Optimization of pocket doped SOI TFET and analysis of interfacial trap charges

Abstract

This paper investigates the optimization of various parameters in the design of silicon-on-insulator (SOI) tunnel field-effect transistor (TFET) with pocket doping (PD-SOI TFET). By performing comprehensive simulations using Sentaurus TCAD and incorporating appropriate models, we systematically studied the effects of optimizing channel length (L_CH), channel thickness (t_CH), oxide thickness (t_ox), pocket doping length (L_PD), pocket doping material (PD_m), and source/channel material. Our results show that there is an optimal design parameter for a channel length of 40 nm, a channel thickness of 10 nm, an oxide thickness of 2 nm, a pocket doping length of 2 nm, and the pocket doping material like germanium (Ge). Using Si as the source and Ge as the channel material, the device shows better performance. Additionally, the optimized PD-SOI TFET's interface trap charges have been studied. The existence of interface traps has an impact on the device's performance. In comparison to negative ITCs, positive ITCs provide higher electron band-to-band generation rate (eBTBT). For positive ITCs, the electric field yields larger values in the normal component, and for negative ITCs, higher values in the parallel component.

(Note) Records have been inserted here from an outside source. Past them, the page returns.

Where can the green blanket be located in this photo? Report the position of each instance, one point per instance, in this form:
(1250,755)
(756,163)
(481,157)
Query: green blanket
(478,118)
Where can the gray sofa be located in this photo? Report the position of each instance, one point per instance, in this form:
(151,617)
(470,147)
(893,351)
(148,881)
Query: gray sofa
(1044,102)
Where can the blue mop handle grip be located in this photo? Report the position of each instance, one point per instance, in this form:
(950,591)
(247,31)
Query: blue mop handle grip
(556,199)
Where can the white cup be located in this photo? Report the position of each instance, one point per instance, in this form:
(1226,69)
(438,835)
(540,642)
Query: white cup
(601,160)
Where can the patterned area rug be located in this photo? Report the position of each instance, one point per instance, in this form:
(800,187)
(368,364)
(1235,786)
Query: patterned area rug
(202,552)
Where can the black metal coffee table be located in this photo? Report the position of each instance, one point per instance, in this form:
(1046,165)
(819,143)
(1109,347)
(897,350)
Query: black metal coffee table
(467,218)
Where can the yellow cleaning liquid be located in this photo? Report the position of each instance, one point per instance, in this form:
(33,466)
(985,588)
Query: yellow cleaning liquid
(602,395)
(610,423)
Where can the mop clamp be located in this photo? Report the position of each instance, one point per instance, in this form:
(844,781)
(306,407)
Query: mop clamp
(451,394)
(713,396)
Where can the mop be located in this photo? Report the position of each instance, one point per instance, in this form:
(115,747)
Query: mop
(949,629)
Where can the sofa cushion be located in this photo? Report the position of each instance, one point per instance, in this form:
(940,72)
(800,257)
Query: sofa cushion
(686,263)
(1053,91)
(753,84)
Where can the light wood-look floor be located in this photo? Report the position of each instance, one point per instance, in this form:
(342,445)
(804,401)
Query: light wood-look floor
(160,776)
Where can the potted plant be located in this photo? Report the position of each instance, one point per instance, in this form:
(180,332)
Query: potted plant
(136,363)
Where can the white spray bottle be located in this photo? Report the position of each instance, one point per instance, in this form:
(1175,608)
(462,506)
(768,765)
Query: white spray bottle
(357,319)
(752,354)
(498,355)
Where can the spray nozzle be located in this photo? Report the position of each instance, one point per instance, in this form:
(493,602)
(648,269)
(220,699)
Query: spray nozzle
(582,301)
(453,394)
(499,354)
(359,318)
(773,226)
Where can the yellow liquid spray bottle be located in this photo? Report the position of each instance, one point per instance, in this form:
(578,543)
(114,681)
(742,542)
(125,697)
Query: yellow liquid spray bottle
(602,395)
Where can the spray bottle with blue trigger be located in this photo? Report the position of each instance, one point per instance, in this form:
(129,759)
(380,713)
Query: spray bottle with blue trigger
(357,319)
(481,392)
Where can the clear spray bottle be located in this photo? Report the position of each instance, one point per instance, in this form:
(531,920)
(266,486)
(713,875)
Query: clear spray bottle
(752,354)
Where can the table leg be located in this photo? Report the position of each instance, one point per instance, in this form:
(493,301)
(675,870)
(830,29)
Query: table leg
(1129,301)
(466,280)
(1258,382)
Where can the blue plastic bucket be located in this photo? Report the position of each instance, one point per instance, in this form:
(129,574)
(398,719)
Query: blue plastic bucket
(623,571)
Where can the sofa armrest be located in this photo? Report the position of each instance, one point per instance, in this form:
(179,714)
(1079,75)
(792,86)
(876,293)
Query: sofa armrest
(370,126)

The subthreshold slope degrades for positive ITCs and slightly reduces for negative ITCs. Further, the device’s performance is analyzed through studying the impact of interface traps on various analog/RF parameters including the Total gate capacitance (C_gg), Gate to source capacitance (C_gs), Gate to drain capacitance (C_gd), transconductance (g_m), and cut-off frequency (f_T). Also, the linearity and distortion parameters have been analyzed in form of VIP2, VIP3, IIP3 and IMD3.